Ferreyra también hizo constar en su denuncia que en ningún momento hubo intervención de la Policía de Dragones. “Los agresores actuaron libremente, ejerciendo violencia de manera desmedida”, sostuvo. Marta Herrera contó a este diario que los hermanos de Diana fueron tres veces a pedir que la policía fuera a detener el ataque. Los policías locales recién fueron cuando se lo ordenaron a través del Sistema 911, y. previsiblemente, llegaron cuando ya había pasado todo.
El antecedente de la muerte de un niño
Conocidos de la familia Ferreyra especulaban ayer con que el ataque está vinculado al siniestro vial en el que hace dos años falleció un hijo de Diana que entonces tenía seis años de edad.

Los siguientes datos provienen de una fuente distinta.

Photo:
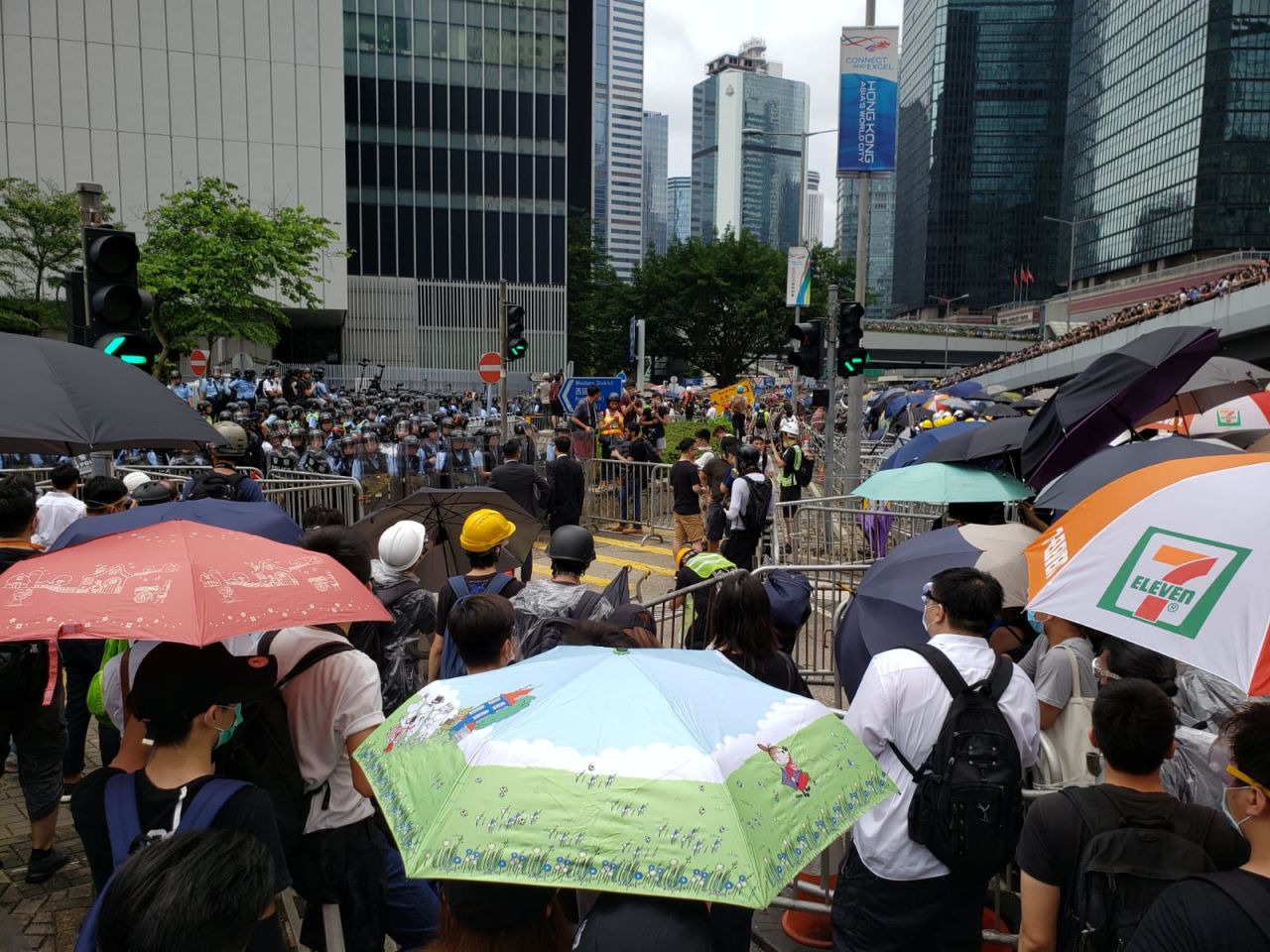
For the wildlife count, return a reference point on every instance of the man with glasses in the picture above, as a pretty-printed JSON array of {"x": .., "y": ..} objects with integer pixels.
[
  {"x": 1225, "y": 910},
  {"x": 1067, "y": 833},
  {"x": 893, "y": 893}
]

Según señalaron, los atacantes son parientes del chofer que chocó con su camión a Salomón Emanuel Arena y le provocó la muerte. “El chofer (Matías Iván ”Puchín” Arias) de ese camión estaba drogado, el chofer es pariente de toda esta gente que la agarró a ella”, sostuvo Marta Herrera. “A mí se me hace que por ahí viene un poco el conflicto”, ratificó. Herrera insistió en que este hecho quedó impune.
Marta contó que su hija trabaja vendiendo comida. Hace dos años solicitó y obtuvo autorización del juez de paz de Embarcación para ocupar un terreno baldío en Dragones, el que ahora le disputa Abán.
Durante dos años Diana ahorró para comprar los materiales para construir la vivienda, este miércoles “fue a limpiar el lotecito ese y ahí le cayeron un montón de criollos. Chaqueños, como les dicen aquí”, relató. Marta insistió en que su hija “tiene los papeles” del terreno y “él (por el denunciado) no tiene nada”.
Además de tirar las tablas a la calle, de tirar el termo, el mate y la silla, los atacantes también rompieron un gazebo que Marta le había prestado a su hijo para que se protegiera.
El ataque fue difundido inicialmente por la docente wichí Rosa Rodríguez, de Misión Carboncito. “Los chaqueños, atacando para desalojar a la hermana Diana Ferreyra por ser indígena, entre otras cosas”, informó en un mensaje en el que pidió ayuda para difundir la agresión.
“La patearon, le envolvieron un alambre al cuello y la arrastraron”, relató a su vez la médica wichí Tujuay Zamora, que también difundió los videos y calificó el hecho de “gravísimo”.